Detect Credit card frauds using Python Outlier detection tools such as KNN, Isolation Forest etc.
The dataset contains information on each transaction with data on user who makes the transaction, agency name, merchant category code, date and time of purchase.
The purpose is to create features which understand the user behavior to identify abnormal patterns in transactions. Then the idea is to use unsupervised learning techniques to identify similar users and specially the set of users who could be potential frauds.
Features are generated to cover 3 major aspects of fraud detection in finance world which are
- Recency (how recent are the transactions)
- Frequency (how often the transactions are made)
- Monetary (how much money is involved)
- Granularity in time by including features like year, month, day, time, weekday of transaction.
- time taken by user between successive transactions
- Number of monthly, yearly, daily, weekly transactions to get an idea of each user's frequency habits
- fraction of total transaction spent on a particular transaction (generally we expect even distribution if we follow a pattern)
- money spent per merchant category code per user
- amount difference between successive transactions
Aggregations are key for generalizing each user's spending behavior. Using these aggregations such as aggregation by merchant category, aggregation by time periods etc., I came up with coefficient of deviation to quantify how each user deviates from the baseline value pobtained by aggregation methods.
Since the variables differ in scale, the features are scaled to improve the efficiency of our further modeling techniques. Standard Scalar transformation was used.
The dataset was split into train and test to train our model using Knn and test it out on test dataset.
A 3 nearest neighbor approach was used to train the initial model. the decision scores are generated by the model to identify each transaction as 0 or 1 where 1 means anomaly. The first model identified 10 percent of the data as anomalous.
Since Knn can be sensitive to outliers, the combination methods are used to get average or maximum values from different set of knn models based on different nearest neighbor parameters.

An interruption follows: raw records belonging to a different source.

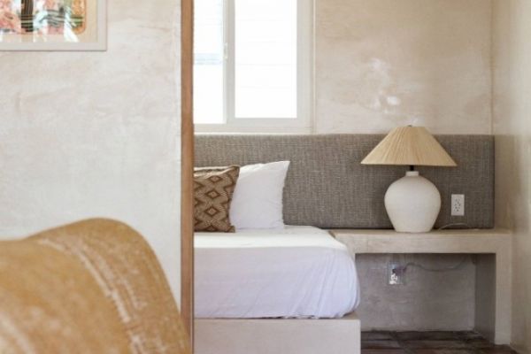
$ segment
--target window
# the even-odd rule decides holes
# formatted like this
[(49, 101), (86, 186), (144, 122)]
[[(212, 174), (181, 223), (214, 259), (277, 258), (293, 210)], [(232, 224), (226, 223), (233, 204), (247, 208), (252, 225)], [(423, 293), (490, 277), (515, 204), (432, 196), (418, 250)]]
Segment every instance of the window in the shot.
[(312, 1), (196, 0), (195, 6), (196, 129), (309, 129)]

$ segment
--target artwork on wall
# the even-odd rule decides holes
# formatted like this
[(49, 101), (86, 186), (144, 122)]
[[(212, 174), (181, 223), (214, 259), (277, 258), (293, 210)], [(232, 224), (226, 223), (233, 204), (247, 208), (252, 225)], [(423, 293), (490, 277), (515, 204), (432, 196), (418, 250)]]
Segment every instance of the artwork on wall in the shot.
[(104, 50), (106, 0), (0, 0), (0, 50)]

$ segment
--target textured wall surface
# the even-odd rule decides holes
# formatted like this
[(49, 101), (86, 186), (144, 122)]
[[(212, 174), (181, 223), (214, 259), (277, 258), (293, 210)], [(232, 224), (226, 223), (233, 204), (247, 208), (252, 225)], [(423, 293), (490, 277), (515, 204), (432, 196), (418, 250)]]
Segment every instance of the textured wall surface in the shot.
[(490, 0), (316, 0), (315, 131), (490, 134)]
[(512, 344), (531, 353), (531, 2), (494, 3), (496, 221), (514, 230)]
[(106, 52), (0, 52), (0, 235), (88, 217), (180, 287), (179, 1), (108, 2)]

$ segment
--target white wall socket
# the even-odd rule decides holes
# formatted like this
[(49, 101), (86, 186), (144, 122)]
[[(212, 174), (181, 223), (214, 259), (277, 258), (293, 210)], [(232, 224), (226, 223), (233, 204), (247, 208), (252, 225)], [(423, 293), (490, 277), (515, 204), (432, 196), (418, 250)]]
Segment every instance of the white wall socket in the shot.
[(465, 195), (451, 195), (451, 216), (465, 216)]

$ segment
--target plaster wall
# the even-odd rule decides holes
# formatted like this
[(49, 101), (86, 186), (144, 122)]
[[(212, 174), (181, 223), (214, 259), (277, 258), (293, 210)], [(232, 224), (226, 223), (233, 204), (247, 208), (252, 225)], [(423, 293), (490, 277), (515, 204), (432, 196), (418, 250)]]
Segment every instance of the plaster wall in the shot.
[(107, 51), (0, 52), (0, 235), (122, 220), (179, 301), (179, 1), (107, 3)]
[(316, 133), (490, 134), (490, 0), (315, 0)]
[[(490, 0), (315, 0), (313, 132), (491, 133)], [(383, 196), (382, 196), (383, 197)], [(475, 266), (386, 285), (390, 256), (357, 258), (362, 327), (472, 329)], [(420, 258), (451, 267), (454, 256)], [(442, 291), (451, 290), (451, 291)]]
[(495, 0), (496, 219), (514, 232), (512, 341), (531, 353), (531, 2)]

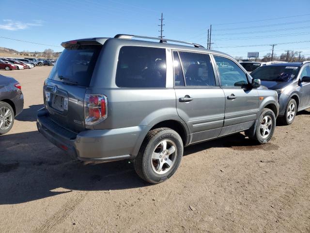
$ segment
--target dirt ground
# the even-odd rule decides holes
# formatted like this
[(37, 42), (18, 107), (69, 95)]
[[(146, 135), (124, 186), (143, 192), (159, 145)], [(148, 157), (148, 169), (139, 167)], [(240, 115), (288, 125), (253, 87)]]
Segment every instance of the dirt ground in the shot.
[(310, 232), (310, 112), (264, 146), (239, 133), (187, 147), (151, 185), (128, 161), (84, 166), (37, 132), (51, 68), (0, 71), (25, 98), (0, 136), (0, 232)]

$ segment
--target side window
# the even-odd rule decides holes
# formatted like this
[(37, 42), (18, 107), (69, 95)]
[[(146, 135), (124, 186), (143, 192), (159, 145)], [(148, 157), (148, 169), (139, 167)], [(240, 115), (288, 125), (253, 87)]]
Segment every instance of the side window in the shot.
[(300, 75), (300, 79), (301, 79), (304, 76), (310, 76), (310, 67), (307, 66), (303, 70)]
[(237, 64), (225, 57), (214, 56), (222, 86), (241, 86), (248, 83), (247, 75)]
[(173, 68), (174, 69), (174, 85), (184, 86), (183, 72), (181, 67), (178, 52), (173, 52)]
[(124, 46), (120, 50), (115, 83), (120, 87), (165, 87), (164, 49)]
[(179, 52), (186, 86), (215, 86), (215, 77), (208, 54)]

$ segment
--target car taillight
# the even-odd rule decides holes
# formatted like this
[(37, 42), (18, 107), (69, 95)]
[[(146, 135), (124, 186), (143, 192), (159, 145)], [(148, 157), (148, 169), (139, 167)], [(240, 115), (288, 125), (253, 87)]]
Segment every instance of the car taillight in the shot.
[(103, 95), (85, 94), (84, 115), (85, 125), (93, 125), (108, 117), (108, 99)]
[(21, 90), (21, 86), (19, 84), (19, 83), (17, 83), (16, 84), (15, 84), (14, 86), (16, 88), (18, 88), (19, 90)]

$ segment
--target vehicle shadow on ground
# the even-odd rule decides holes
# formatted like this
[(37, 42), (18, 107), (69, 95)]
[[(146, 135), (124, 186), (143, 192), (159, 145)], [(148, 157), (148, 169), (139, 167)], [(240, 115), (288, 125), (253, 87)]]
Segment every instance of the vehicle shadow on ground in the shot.
[[(260, 146), (241, 133), (191, 146), (188, 155), (210, 148)], [(36, 131), (0, 137), (0, 205), (26, 202), (72, 190), (134, 188), (149, 185), (123, 161), (83, 165)]]
[(36, 121), (37, 111), (43, 107), (43, 104), (36, 104), (24, 109), (16, 119), (21, 121)]

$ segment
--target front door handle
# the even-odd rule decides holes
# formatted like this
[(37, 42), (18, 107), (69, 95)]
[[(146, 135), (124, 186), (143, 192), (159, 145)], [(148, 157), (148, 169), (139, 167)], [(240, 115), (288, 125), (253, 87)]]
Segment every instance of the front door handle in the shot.
[(227, 97), (227, 99), (228, 100), (234, 100), (236, 98), (237, 98), (237, 97), (236, 96), (235, 96), (234, 94), (232, 94), (230, 96), (228, 96)]
[(193, 100), (193, 98), (191, 98), (190, 96), (186, 95), (183, 98), (179, 99), (179, 102), (189, 102)]

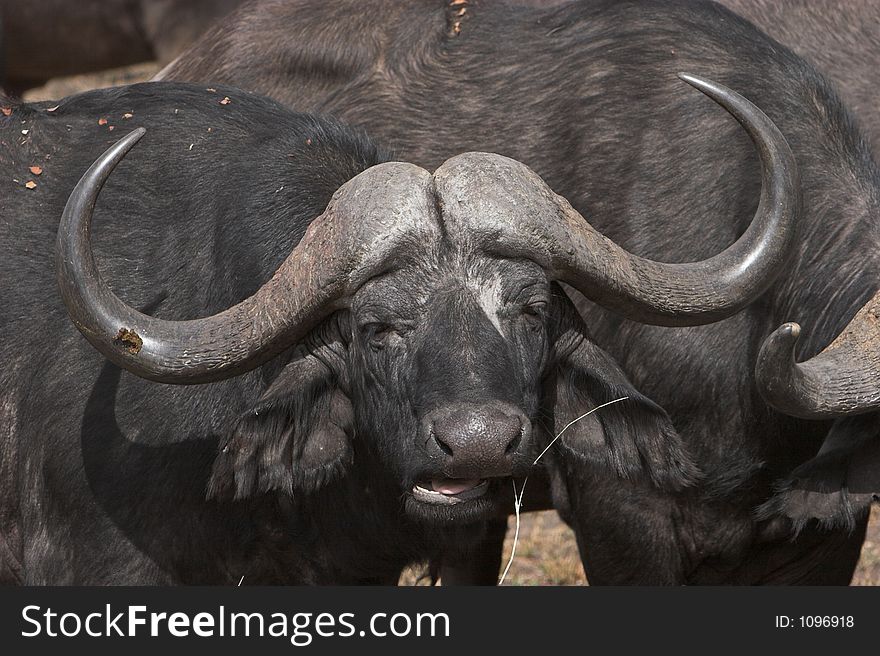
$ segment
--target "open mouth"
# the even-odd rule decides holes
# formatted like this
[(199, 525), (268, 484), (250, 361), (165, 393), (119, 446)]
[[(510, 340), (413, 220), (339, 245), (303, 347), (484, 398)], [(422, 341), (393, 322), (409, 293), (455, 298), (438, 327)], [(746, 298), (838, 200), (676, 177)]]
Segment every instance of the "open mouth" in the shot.
[(486, 494), (489, 481), (484, 478), (433, 478), (416, 483), (412, 494), (417, 501), (438, 506), (452, 506), (478, 499)]

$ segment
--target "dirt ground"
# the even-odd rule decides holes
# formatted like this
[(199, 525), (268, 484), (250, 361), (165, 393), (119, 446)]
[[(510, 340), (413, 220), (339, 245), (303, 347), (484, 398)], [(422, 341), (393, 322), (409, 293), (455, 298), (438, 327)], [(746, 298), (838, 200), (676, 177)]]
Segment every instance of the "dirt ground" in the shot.
[[(79, 75), (51, 80), (46, 86), (25, 94), (29, 101), (57, 100), (87, 89), (131, 84), (148, 80), (159, 67), (140, 64), (104, 72), (98, 75)], [(511, 518), (505, 542), (502, 563), (510, 558), (513, 545), (514, 521)], [(425, 584), (419, 569), (404, 574), (401, 583)], [(504, 585), (586, 585), (574, 534), (555, 512), (530, 513), (522, 517), (516, 557)], [(880, 585), (880, 508), (871, 513), (868, 536), (862, 547), (862, 556), (852, 580), (853, 585)]]

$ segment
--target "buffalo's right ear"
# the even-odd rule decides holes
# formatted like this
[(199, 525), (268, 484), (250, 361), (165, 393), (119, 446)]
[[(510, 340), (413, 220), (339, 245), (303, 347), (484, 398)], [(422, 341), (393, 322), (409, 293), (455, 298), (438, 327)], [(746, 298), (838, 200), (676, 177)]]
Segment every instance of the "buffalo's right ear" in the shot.
[(242, 499), (272, 490), (309, 493), (345, 472), (354, 425), (341, 380), (346, 353), (333, 320), (296, 348), (221, 443), (209, 498)]

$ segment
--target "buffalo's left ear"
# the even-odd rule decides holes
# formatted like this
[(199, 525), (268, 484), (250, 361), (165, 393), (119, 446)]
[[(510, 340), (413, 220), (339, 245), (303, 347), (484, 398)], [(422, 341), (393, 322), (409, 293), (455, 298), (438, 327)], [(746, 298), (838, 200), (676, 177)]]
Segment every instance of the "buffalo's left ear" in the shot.
[(668, 490), (693, 484), (699, 470), (669, 416), (633, 387), (617, 363), (590, 340), (574, 307), (565, 306), (555, 338), (556, 369), (545, 388), (553, 436), (562, 433), (551, 449)]
[(777, 485), (759, 519), (783, 515), (795, 533), (810, 521), (854, 531), (880, 499), (880, 413), (836, 419), (814, 458)]
[(340, 385), (344, 349), (335, 339), (297, 347), (221, 444), (209, 498), (242, 499), (272, 490), (309, 493), (346, 471), (354, 410)]

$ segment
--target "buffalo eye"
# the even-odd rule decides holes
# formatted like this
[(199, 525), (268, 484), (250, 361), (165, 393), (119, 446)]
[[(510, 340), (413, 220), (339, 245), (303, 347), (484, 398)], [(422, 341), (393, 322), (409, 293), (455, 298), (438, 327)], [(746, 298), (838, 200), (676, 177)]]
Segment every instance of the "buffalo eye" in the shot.
[(543, 304), (524, 305), (521, 308), (522, 319), (530, 330), (537, 332), (544, 328), (544, 310)]
[(385, 348), (391, 337), (402, 333), (402, 330), (387, 323), (374, 322), (361, 326), (361, 334), (367, 343), (376, 350)]

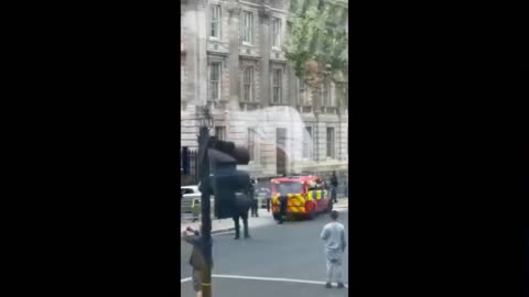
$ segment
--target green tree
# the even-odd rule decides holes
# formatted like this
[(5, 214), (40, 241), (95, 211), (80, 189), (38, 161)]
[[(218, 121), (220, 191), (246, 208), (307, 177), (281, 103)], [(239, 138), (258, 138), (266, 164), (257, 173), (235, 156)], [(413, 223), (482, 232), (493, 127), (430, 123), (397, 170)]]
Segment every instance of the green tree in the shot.
[(345, 95), (347, 77), (347, 2), (292, 0), (289, 41), (283, 51), (295, 75), (317, 91), (324, 77), (338, 82)]

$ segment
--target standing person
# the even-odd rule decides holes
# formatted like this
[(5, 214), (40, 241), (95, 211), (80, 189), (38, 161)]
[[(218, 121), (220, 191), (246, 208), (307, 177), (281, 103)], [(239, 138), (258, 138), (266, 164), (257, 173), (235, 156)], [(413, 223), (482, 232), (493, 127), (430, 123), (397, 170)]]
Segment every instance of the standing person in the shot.
[(256, 193), (257, 180), (252, 179), (250, 185), (250, 198), (251, 198), (251, 217), (259, 217), (259, 208), (258, 208), (258, 195)]
[(338, 188), (338, 178), (336, 177), (336, 172), (333, 172), (333, 176), (331, 176), (331, 198), (334, 202), (337, 202), (338, 199), (336, 198), (336, 189)]
[(281, 195), (279, 197), (279, 223), (283, 223), (284, 216), (287, 216), (287, 204), (288, 204), (287, 196)]
[[(202, 230), (202, 227), (201, 227)], [(190, 233), (191, 234), (190, 234)], [(201, 232), (193, 230), (193, 228), (187, 227), (183, 233), (184, 241), (193, 245), (193, 251), (191, 253), (190, 265), (193, 267), (193, 288), (196, 292), (196, 297), (202, 297), (202, 285), (204, 279), (204, 267), (206, 265), (206, 260), (202, 253), (204, 246), (204, 241), (201, 235)], [(212, 260), (213, 266), (213, 260)]]
[(336, 221), (338, 219), (338, 212), (336, 210), (331, 211), (331, 218), (333, 221), (323, 227), (321, 234), (321, 238), (325, 243), (325, 260), (327, 263), (327, 283), (325, 284), (325, 287), (331, 288), (334, 271), (336, 272), (338, 288), (343, 288), (343, 254), (345, 252), (345, 246), (347, 246), (345, 242), (345, 229), (342, 223)]
[(242, 219), (242, 229), (245, 232), (245, 239), (250, 238), (248, 232), (248, 210), (251, 207), (251, 198), (248, 198), (246, 195), (237, 195), (235, 197), (235, 215), (233, 217), (235, 222), (235, 239), (238, 240), (240, 237), (240, 224), (239, 219)]

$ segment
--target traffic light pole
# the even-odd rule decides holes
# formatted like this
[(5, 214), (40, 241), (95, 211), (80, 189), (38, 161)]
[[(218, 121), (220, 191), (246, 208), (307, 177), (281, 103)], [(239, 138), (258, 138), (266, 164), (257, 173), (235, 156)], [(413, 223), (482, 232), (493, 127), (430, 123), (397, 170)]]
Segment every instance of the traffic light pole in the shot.
[(202, 296), (212, 297), (212, 217), (210, 217), (210, 179), (209, 179), (209, 158), (207, 155), (207, 146), (209, 143), (209, 130), (207, 127), (201, 127), (198, 135), (199, 153), (202, 156), (201, 162), (201, 191), (202, 191), (202, 239), (203, 255), (206, 261), (206, 265), (202, 271)]

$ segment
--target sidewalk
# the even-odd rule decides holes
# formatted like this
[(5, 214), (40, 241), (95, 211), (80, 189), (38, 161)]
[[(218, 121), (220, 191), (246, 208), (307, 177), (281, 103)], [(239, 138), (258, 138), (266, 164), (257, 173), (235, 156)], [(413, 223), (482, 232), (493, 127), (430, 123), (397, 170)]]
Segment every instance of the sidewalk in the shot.
[[(337, 210), (347, 209), (348, 205), (349, 205), (349, 200), (347, 198), (338, 198), (338, 202), (334, 205), (334, 208)], [(267, 212), (267, 209), (264, 208), (259, 209), (258, 218), (248, 217), (248, 227), (250, 229), (253, 229), (256, 227), (261, 227), (261, 226), (274, 224), (274, 223), (276, 221), (273, 220), (272, 212)], [(198, 229), (199, 224), (201, 224), (201, 221), (183, 222), (180, 226), (181, 233), (184, 232), (184, 230), (187, 227), (191, 227), (193, 229)], [(235, 230), (235, 226), (234, 226), (234, 220), (231, 219), (222, 219), (222, 220), (213, 219), (212, 220), (212, 234), (230, 232), (234, 230)]]

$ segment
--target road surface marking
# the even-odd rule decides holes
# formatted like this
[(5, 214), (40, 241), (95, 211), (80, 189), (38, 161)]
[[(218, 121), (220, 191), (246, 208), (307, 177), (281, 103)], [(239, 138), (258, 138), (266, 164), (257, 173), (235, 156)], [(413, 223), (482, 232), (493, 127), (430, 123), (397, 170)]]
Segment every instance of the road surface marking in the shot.
[[(295, 279), (295, 278), (276, 278), (276, 277), (260, 277), (260, 276), (226, 275), (226, 274), (212, 274), (212, 277), (325, 285), (325, 282), (321, 282), (321, 280), (306, 280), (306, 279)], [(191, 277), (182, 278), (180, 282), (185, 283), (187, 280), (191, 280)], [(344, 285), (344, 286), (346, 288), (349, 287), (349, 285)]]

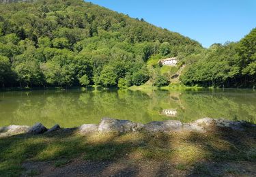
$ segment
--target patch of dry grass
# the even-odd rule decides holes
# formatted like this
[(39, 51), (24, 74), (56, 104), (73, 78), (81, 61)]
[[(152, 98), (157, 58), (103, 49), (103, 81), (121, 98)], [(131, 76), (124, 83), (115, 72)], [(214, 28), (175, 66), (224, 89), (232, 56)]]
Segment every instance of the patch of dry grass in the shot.
[(40, 135), (1, 138), (0, 174), (19, 176), (23, 172), (21, 164), (25, 161), (53, 161), (56, 165), (62, 165), (69, 159), (81, 156), (94, 161), (168, 161), (177, 164), (177, 170), (194, 166), (196, 170), (205, 170), (199, 163), (205, 161), (255, 162), (256, 135), (253, 131), (255, 129), (168, 135), (137, 132), (82, 135), (60, 130)]

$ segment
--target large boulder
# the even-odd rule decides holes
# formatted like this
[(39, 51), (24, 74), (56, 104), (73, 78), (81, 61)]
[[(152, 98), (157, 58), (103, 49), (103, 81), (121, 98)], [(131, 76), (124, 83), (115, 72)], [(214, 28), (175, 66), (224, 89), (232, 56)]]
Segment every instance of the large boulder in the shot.
[(215, 120), (213, 118), (206, 117), (197, 119), (192, 123), (184, 123), (183, 129), (185, 131), (205, 132), (212, 126), (215, 126)]
[(84, 124), (79, 127), (81, 133), (90, 133), (98, 131), (98, 125), (96, 124)]
[(142, 124), (138, 124), (128, 120), (118, 120), (111, 118), (103, 118), (99, 125), (100, 132), (129, 132), (135, 131), (142, 128)]
[(47, 130), (47, 133), (48, 133), (48, 132), (53, 132), (53, 131), (57, 131), (57, 130), (59, 130), (60, 129), (61, 129), (61, 127), (58, 124), (56, 124), (53, 127), (51, 127), (51, 129), (49, 129), (48, 130)]
[(29, 129), (29, 133), (37, 135), (44, 133), (46, 131), (47, 129), (42, 123), (38, 123)]
[(179, 120), (154, 121), (147, 123), (143, 129), (151, 132), (165, 132), (180, 131), (182, 123)]
[(0, 133), (5, 133), (8, 134), (20, 134), (25, 133), (29, 131), (29, 126), (15, 125), (12, 125), (8, 127), (0, 128)]

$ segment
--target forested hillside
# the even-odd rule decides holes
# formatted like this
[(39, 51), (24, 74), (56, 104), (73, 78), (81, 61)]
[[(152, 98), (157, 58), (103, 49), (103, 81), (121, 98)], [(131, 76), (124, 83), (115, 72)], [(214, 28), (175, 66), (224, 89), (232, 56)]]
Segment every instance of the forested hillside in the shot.
[(0, 12), (2, 86), (140, 85), (152, 77), (151, 56), (203, 50), (177, 33), (83, 1), (2, 3)]
[(186, 57), (182, 75), (187, 85), (256, 86), (256, 29), (240, 42), (213, 44), (208, 50)]

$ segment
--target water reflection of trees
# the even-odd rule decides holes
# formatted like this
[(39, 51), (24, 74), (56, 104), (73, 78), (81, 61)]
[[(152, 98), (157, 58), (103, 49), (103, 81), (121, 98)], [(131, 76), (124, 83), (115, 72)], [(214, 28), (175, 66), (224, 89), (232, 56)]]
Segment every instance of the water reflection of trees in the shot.
[(98, 123), (102, 117), (147, 123), (170, 118), (160, 115), (175, 109), (176, 118), (190, 121), (202, 117), (255, 122), (255, 95), (154, 91), (33, 91), (6, 93), (0, 102), (0, 124), (72, 127)]

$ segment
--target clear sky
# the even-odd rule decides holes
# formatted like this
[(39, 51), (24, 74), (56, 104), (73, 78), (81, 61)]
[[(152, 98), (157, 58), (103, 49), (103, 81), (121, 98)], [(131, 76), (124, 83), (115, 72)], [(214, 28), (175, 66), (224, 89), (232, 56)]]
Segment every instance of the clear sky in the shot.
[(256, 0), (87, 0), (144, 18), (209, 47), (240, 40), (256, 27)]

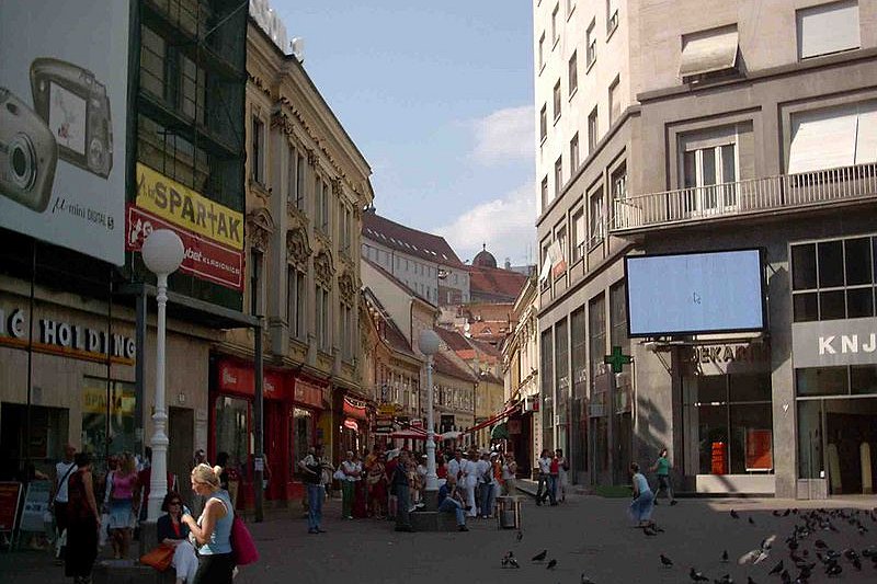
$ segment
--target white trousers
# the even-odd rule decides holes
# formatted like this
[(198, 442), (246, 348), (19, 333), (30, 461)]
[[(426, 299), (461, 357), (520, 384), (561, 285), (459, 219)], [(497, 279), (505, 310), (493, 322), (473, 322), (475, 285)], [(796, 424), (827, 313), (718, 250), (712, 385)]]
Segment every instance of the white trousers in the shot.
[(185, 580), (186, 584), (195, 581), (195, 572), (198, 570), (198, 559), (195, 556), (195, 548), (189, 541), (182, 541), (173, 550), (173, 561), (171, 562), (176, 571), (176, 577)]

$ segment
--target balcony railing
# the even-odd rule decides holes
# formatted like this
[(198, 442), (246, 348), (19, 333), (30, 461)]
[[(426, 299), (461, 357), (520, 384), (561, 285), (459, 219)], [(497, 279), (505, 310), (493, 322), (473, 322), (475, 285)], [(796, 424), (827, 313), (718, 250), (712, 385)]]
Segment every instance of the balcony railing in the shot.
[(613, 231), (877, 197), (877, 163), (616, 198)]

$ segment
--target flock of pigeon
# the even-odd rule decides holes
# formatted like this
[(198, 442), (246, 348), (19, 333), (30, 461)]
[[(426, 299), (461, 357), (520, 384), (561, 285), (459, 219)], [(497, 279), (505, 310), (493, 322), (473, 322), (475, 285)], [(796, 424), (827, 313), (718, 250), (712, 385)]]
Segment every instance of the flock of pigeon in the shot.
[[(822, 538), (831, 539), (828, 535), (841, 533), (841, 529), (854, 529), (859, 536), (865, 536), (869, 533), (866, 525), (868, 519), (870, 524), (877, 524), (877, 507), (872, 511), (863, 509), (812, 509), (812, 511), (798, 511), (797, 508), (787, 508), (784, 512), (774, 511), (775, 517), (789, 517), (795, 522), (791, 533), (786, 537), (782, 545), (776, 542), (776, 535), (771, 535), (764, 538), (758, 548), (745, 552), (741, 556), (737, 563), (739, 565), (755, 565), (766, 561), (771, 556), (774, 556), (778, 561), (767, 572), (767, 575), (778, 577), (782, 584), (808, 584), (811, 579), (816, 577), (818, 573), (824, 573), (825, 576), (835, 579), (841, 577), (844, 570), (863, 572), (872, 570), (873, 576), (866, 576), (872, 582), (877, 582), (877, 546), (870, 545), (856, 551), (855, 548), (848, 547), (842, 550), (832, 549)], [(732, 519), (740, 519), (740, 514), (731, 509), (730, 516)], [(747, 517), (750, 525), (756, 525), (752, 516)], [(839, 527), (840, 526), (840, 527)], [(872, 529), (877, 529), (872, 525)], [(643, 529), (647, 537), (657, 536), (663, 531), (657, 525), (652, 524)], [(515, 538), (520, 542), (524, 537), (522, 531), (517, 531)], [(809, 545), (812, 543), (812, 551)], [(787, 548), (783, 550), (782, 548)], [(788, 557), (785, 553), (788, 553)], [(546, 562), (546, 560), (548, 560)], [(664, 554), (660, 554), (661, 566), (664, 569), (673, 569), (673, 560)], [(719, 557), (722, 564), (730, 562), (728, 550), (724, 550)], [(863, 563), (870, 563), (870, 568), (863, 568)], [(544, 564), (546, 570), (554, 570), (557, 568), (557, 559), (548, 559), (548, 550), (542, 550), (536, 553), (531, 563)], [(502, 558), (502, 568), (520, 569), (517, 558), (513, 551), (509, 551)], [(793, 575), (795, 574), (795, 575)], [(688, 579), (692, 582), (713, 582), (714, 584), (733, 584), (733, 579), (730, 573), (726, 573), (721, 577), (711, 579), (691, 566), (688, 570)], [(772, 582), (774, 582), (772, 580)], [(581, 575), (581, 584), (594, 584), (585, 574)], [(743, 583), (740, 583), (743, 584)], [(756, 584), (752, 576), (747, 576), (745, 584)]]

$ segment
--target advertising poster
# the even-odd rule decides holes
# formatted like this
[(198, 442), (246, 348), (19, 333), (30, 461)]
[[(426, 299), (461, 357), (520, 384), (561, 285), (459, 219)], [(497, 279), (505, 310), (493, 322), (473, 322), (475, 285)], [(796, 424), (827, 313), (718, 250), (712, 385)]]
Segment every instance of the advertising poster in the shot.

A value is chosen as threshold based on which anomalous tranactions are identified. This value is chosen by looking at the histogram distribution and the percentile values.
Based on above two steps, our initial 9 percent anomalous transactions are refined to just give 2 percent of whole data as suspicious and it can be further reported for investigation.
Instead of number of nearest neighbors, now we have maximum samples as the parameter to tune. Initially I go with 50 max samples to see the results. This model identifies 30 percent of data as anomalous, hence we need further tuning to obtain even stricter thresholds in getting anomalies.
Iforest, unlike KNN needs more hyperparameter tuning with testing of more samples each iteration to develop a fairly evaluated model. Again combination methods are used to train on diufferent sample sizes and average or maximum obtained from these ensemble models is used for anomaly identification.
A value is chosen as threshold based on which anomalous tranactions are identified. This value is chosen by looking at the histogram distribution and the percentile values.
Based on above two steps, our initial 30 percent anomalous transactions are refined to just give 1.25 percent of whole data as suspicious and it can be further reported for investigation. This is even refined than 2 percent as obtained from knn analysis.
In this analysis, we see how KNN and Iforest are two impressive unsupervised learning techniques to identify anomalies in credit card dataset. Isolation forest does better than KNN in limiting the investigation needs on smaller subset of data but it surely needs more tuning.